The first time I ever lived alone was in Ghana. We were altogether for training so someone was always around who was sharing the same experiences I was. At the end of training, the transition to my post, Bolgatanga, way north and off the beaten path, was difficult, especially the first few months. I was terribly homesick and had no one to talk to about it. I was also having trouble teaching. The students didn’t understand my American accent, and at the end of the class they would tell me they heard nothing, a Ghanaian term for not understanding a word. I felt like a failure. Here I was lonely, miserable and a complete failure. I made plans to go home by Christmas if things didn’t change, but happily for me they did. I began to love being alone, to having all this time to myself. I would read for hours. My letters home were filled with everything I saw and did, and I took pleasure in the descriptions. I didn’t have to lie any more about everything being great because it actually was. I learned how to teach, how to enunciate. No more did students not hear me. Everything had fallen into place, and I couldn’t imagine leaving.

I bought my house when I was 29. I have lived alone the entire time. Sometimes I’d like some company, and I always miss my guests when they leave, but I am content living by myself.
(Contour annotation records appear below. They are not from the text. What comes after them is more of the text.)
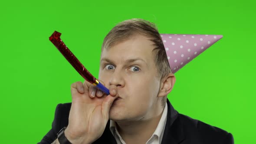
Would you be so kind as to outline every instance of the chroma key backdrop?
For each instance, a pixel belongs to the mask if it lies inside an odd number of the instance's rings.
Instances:
[[[0,143],[40,141],[57,105],[71,102],[71,85],[84,81],[49,40],[55,30],[98,78],[105,36],[138,18],[160,33],[223,36],[175,73],[168,98],[235,144],[255,143],[255,7],[253,0],[2,0]]]

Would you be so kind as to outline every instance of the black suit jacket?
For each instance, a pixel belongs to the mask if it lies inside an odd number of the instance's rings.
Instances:
[[[167,120],[161,144],[234,144],[232,134],[187,116],[179,114],[167,100]],[[57,138],[57,133],[68,124],[71,103],[58,105],[52,129],[38,144],[51,144]],[[109,129],[109,121],[102,136],[93,144],[115,144]]]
“alone doesn’t mean lonely. It just means alone. It just means that for now, you’re on your own, and that’s not a terrible thing.”

August 30, 2013

Somewhere off in the far distance, I can hear a dog bark, barely hear that dog bark, but Gracie feels it is her responsibility to respond. That she is standing on the deck directly under my window is of little importance. A dog does what a dog wants to do.

Last night was so chilly I shut my downstairs windows. My feet were even cold. Yesterday was fall. I don’t care that it is still August. Fall drops in now and then to get the lay of the land and last night was one of those visits. Today isn’t much better. It’s still chilly and damp. School should start on a day like today.
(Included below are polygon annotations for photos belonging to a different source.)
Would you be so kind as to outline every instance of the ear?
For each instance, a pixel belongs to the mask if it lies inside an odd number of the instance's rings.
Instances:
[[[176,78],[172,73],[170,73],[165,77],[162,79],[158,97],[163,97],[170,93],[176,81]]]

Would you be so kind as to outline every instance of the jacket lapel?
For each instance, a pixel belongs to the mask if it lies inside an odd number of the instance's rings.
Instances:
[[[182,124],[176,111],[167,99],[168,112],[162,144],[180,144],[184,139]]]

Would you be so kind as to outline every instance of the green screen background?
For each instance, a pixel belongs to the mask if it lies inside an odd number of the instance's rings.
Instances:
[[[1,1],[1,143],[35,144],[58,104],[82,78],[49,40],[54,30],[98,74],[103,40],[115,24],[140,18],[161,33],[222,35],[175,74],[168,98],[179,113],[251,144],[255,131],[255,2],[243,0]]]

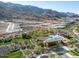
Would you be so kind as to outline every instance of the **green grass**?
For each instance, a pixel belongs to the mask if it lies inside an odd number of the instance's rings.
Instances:
[[[21,58],[23,54],[21,51],[16,51],[8,54],[8,58]]]
[[[73,56],[79,56],[79,51],[70,51]]]
[[[0,58],[22,58],[23,54],[21,51],[11,52],[5,56],[0,56]]]

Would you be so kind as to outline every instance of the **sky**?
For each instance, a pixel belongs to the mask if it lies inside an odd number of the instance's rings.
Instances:
[[[0,0],[1,1],[1,0]],[[24,0],[2,0],[22,5],[32,5],[44,9],[52,9],[59,12],[72,12],[79,14],[79,1],[24,1]]]

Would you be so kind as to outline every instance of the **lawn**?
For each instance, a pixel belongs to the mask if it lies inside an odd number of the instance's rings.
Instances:
[[[72,54],[73,56],[79,56],[79,51],[70,51],[70,54]]]
[[[16,52],[9,53],[7,56],[8,58],[21,58],[23,57],[23,54],[21,51],[16,51]]]
[[[0,56],[0,58],[23,58],[21,51],[11,52],[5,56]]]

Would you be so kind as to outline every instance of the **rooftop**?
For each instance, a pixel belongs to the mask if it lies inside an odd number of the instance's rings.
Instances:
[[[59,40],[65,40],[65,38],[60,35],[50,35],[47,40],[59,41]]]

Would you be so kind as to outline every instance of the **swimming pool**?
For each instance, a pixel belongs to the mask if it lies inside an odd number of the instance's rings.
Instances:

My friends are leaving for Ireland on Tuesday. My other friends are going to Ghana in the middle of September. I feel like the poor relation. I haven’t even been to Hyannis lately.

I called Rose Atiah, one of my students, this morning. I needed a Ghana fix, and Rose is always good for a conversation. She said it was getting ready to rain, and I could picture exactly what Bolga looks like with an impending storm. Rose said she was doing nothing, and I told her I was doing nothing as well. We chatted a bit more, and Rose said she would pass along my greetings to Agatha, Francisca and Bea. Hearing a Ghanaian accent always gives me a bit of a lift, and I love that Ghanaians pass along greetings.

Sometimes I feel like a bit of a hermit. With no reason to go out, I don’t bother to get dressed. I make my bed, brush my teeth, do a cursory wash of hands and face and then let the day while by me. Today could easily be one of those days, but I have no choice but to go out to the pharmacy. Gracie gets to come because it will be cool enough in the car for her.

When I finally got to my house in Ghana, I was living alone for the first time in my life, and it was a difficult transition. During Peace Corps training, we had been herded and kept in large groups, and we had each other, but now I had no one to talk to about how I felt, no one who understood what I was going through. I was homesick, doing a rotten job in the classroom and an object of curiosity for my students and just about everyone in town. I fled to books and checked for mail every day at least a couple of times. I was starved for conversation and companionship. I was miserable. I don’t know when that began to change, when I knew I was home, but change it did. I loved living alone. It was fun going into town and to the market. People greeted me all the time, and I returned their greetings. I was madam, a teacher at the school, and that was all.

Talking to Rose today brought a lot of that back. She still calls me madam.